Example: I can train a small Qwen on the task of outputting a sentence character-wise, in reverse.
CoT-like reasoning is, but the result of such objectives. We start shaping the output distribution of our reasonably competent base to do well on Math and suchlike verifiable STEM problems.
The reward signal is verifiable. It will be backpropagated. The model will hillclimb the objective. And the plants that you want will grow.

We may conclude on this note to tie things together:

You are tasked with learning a distribution or a policy that learns to predict the next token well enough. It is obviously unlikely that this policy alone would explicitly elicit abilities that, say act in accordance with a more useful and relevant policy ex. getting an answer right or being aligned with human preferences. Or even more specific abilities like "outputting a sentence in reverse, character-level".

The good thing is that a pre-trained base has extremely strong priors that we can bootstrap these specific abilities out of.

Appendix

Self-supervised learning is fundamentally distribution learning. During pre-training, the model builds an approximation of the statistical patterns in their training distribution - call this target distribution T. When given input text, the model contextualizes where that input sits within its learned distribution and generates continuations that follow the natural statistical flow of that space.

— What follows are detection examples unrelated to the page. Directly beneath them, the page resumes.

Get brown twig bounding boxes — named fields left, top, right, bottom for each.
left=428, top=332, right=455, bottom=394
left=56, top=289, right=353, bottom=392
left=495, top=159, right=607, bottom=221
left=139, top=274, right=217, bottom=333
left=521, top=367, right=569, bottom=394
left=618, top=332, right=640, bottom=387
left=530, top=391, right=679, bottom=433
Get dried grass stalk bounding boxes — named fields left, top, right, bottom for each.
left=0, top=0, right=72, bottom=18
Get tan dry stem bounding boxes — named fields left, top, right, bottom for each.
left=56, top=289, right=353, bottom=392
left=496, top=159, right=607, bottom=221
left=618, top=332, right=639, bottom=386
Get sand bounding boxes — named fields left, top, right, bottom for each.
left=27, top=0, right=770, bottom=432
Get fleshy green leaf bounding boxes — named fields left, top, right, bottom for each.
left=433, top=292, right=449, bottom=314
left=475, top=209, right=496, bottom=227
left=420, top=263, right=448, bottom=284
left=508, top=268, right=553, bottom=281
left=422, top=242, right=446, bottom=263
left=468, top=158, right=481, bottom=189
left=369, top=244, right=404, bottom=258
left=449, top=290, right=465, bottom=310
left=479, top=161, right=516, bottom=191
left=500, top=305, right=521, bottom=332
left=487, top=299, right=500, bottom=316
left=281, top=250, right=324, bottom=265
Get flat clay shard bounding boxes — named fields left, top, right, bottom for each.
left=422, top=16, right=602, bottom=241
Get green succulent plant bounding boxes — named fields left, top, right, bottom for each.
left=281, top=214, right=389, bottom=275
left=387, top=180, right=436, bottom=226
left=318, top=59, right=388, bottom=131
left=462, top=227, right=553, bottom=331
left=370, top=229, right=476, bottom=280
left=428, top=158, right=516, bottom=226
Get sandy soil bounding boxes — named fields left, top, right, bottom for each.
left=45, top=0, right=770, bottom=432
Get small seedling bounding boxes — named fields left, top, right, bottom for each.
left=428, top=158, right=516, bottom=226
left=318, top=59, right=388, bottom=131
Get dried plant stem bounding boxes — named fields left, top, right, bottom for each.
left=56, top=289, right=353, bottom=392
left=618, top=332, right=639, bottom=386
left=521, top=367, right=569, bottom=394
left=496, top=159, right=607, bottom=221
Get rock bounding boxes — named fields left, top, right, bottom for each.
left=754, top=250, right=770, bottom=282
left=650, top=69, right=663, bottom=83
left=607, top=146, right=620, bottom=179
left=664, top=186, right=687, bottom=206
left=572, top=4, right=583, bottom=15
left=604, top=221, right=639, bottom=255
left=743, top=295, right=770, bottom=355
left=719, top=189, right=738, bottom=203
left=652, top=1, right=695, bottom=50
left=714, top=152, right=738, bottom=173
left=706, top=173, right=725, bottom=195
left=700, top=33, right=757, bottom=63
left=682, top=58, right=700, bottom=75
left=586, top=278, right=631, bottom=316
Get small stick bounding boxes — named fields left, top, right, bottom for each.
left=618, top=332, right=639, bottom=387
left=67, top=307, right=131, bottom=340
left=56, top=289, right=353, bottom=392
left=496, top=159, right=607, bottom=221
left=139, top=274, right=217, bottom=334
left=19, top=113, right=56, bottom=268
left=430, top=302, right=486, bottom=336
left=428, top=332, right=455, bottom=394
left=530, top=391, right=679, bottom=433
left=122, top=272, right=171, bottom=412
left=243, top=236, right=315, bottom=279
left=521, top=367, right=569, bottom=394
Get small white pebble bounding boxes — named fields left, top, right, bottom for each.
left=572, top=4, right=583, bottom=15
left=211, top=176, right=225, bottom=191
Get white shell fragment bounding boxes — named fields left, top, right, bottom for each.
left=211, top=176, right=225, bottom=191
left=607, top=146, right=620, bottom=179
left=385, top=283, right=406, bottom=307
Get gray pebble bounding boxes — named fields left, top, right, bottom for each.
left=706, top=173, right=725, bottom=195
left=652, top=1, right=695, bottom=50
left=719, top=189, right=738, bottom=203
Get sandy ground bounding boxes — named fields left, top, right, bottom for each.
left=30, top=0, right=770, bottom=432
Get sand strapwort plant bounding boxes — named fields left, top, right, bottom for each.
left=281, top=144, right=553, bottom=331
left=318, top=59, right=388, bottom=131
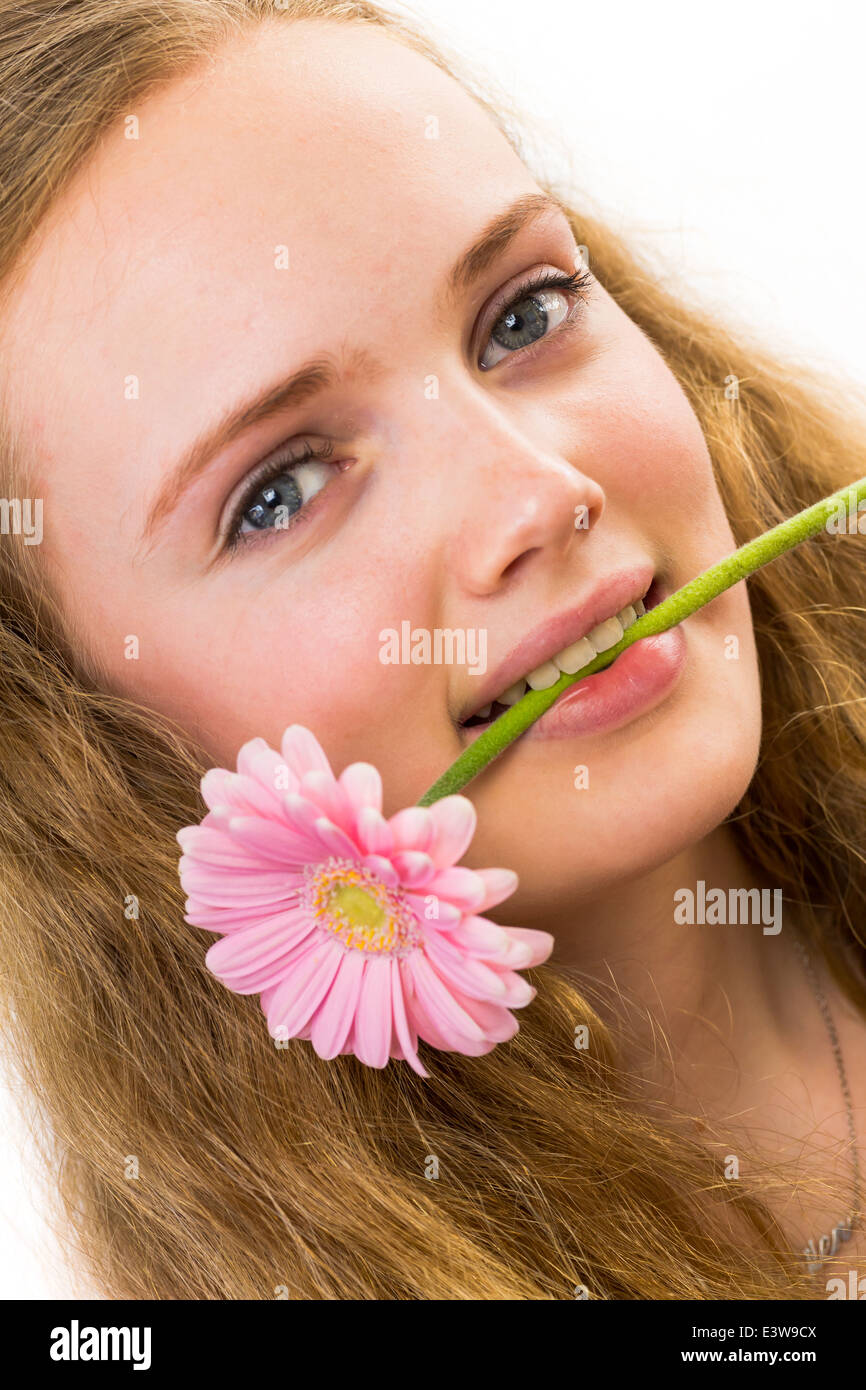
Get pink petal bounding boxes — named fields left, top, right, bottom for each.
left=310, top=951, right=364, bottom=1062
left=430, top=796, right=478, bottom=869
left=354, top=806, right=393, bottom=858
left=391, top=960, right=430, bottom=1076
left=406, top=891, right=463, bottom=930
left=388, top=806, right=434, bottom=852
left=238, top=738, right=297, bottom=810
left=228, top=816, right=316, bottom=870
left=425, top=867, right=487, bottom=912
left=354, top=956, right=392, bottom=1068
left=503, top=927, right=556, bottom=970
left=445, top=917, right=544, bottom=970
left=475, top=869, right=520, bottom=912
left=361, top=855, right=400, bottom=888
left=282, top=792, right=341, bottom=865
left=316, top=816, right=361, bottom=862
left=202, top=767, right=279, bottom=817
left=439, top=990, right=520, bottom=1047
left=183, top=898, right=304, bottom=931
left=339, top=763, right=382, bottom=815
left=424, top=931, right=508, bottom=1004
left=204, top=917, right=316, bottom=994
left=175, top=826, right=268, bottom=869
left=405, top=951, right=482, bottom=1051
left=300, top=770, right=354, bottom=835
left=391, top=849, right=435, bottom=890
left=268, top=937, right=343, bottom=1037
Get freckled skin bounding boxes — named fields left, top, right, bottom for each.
left=4, top=22, right=760, bottom=934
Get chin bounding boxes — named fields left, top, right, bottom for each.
left=466, top=673, right=760, bottom=930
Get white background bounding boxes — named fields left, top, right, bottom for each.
left=0, top=0, right=866, bottom=1298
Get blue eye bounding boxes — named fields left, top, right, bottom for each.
left=225, top=445, right=334, bottom=549
left=478, top=270, right=591, bottom=371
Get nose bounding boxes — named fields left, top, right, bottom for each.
left=449, top=405, right=605, bottom=596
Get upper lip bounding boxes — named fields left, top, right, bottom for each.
left=459, top=563, right=655, bottom=724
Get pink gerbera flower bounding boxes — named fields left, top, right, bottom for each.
left=177, top=724, right=553, bottom=1076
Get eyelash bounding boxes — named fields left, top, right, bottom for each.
left=224, top=268, right=592, bottom=552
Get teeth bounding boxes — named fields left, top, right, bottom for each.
left=588, top=617, right=623, bottom=652
left=556, top=637, right=598, bottom=676
left=498, top=681, right=527, bottom=705
left=527, top=662, right=562, bottom=691
left=477, top=586, right=646, bottom=719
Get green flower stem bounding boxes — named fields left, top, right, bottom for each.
left=418, top=478, right=866, bottom=806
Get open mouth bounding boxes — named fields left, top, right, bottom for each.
left=460, top=578, right=663, bottom=728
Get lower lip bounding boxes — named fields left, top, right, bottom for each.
left=466, top=627, right=685, bottom=742
left=525, top=627, right=685, bottom=738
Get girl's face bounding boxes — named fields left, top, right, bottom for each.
left=3, top=22, right=760, bottom=922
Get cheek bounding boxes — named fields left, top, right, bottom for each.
left=581, top=325, right=721, bottom=523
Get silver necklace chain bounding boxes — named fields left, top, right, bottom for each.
left=794, top=931, right=860, bottom=1275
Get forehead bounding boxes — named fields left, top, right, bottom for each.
left=3, top=22, right=535, bottom=500
left=1, top=21, right=527, bottom=370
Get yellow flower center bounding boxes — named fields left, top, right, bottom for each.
left=306, top=859, right=421, bottom=956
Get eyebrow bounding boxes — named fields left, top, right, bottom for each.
left=142, top=193, right=569, bottom=543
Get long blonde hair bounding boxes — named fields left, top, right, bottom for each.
left=0, top=0, right=866, bottom=1300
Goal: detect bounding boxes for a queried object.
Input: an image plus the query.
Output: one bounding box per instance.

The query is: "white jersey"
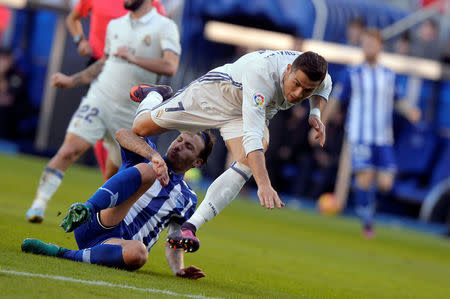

This is what naive next-token prediction accomplishes: it teaches the model to follow the probability gradients toward the most statistically likely completions. It happens so that this naive self-supervised learning stage imbues the model with many implicit "emergent" abilities. This is a property that emerges from the nature of the distribution being learnt. Perhaps that deserves a post of its own. It's an obvious insight but an elegant one.

The major gripe then is that increasing statistical likeliness of outputting a target distribution (internet-scale text corpuses) means little for developing "useful" distributions. Simple illustration: The LLM is a map and you want to elicit a specific feature, say a simple factual query like "What is the capital of France?", there is little chance this query works and elicits a factual and helpful answer on a pre-trained base. The pre-trained bases will simply predict tokens that are likeliest to lead that sentence, however it appears within training data. It is post-training stages like instruction tuning or RLHF that somewhat nudge the distribution so the natural flow of information through LLMs leads to something more than just the likeliest next token.

Learning to predict the next-token on a grade-school math textbook does not guarantee a test-time ability to get questions of those levels right. The good thing is that some latent abilities or representations emerge and the question is about developing generalised methods that elicit them well.

(Post)-training methods like RL don't replace this distributional knowledge but they redirect it. Instead of following the natural gradients of T toward high-probability regions, RL trains the model to follow gradients toward different regions that score higher on human preference models. This creates an interesting tension: the model's core capacity comes from learning T through massive pre-training compute, but its usefulness requires systematically steering away from T's natural flow patterns toward completions that better serve human goals.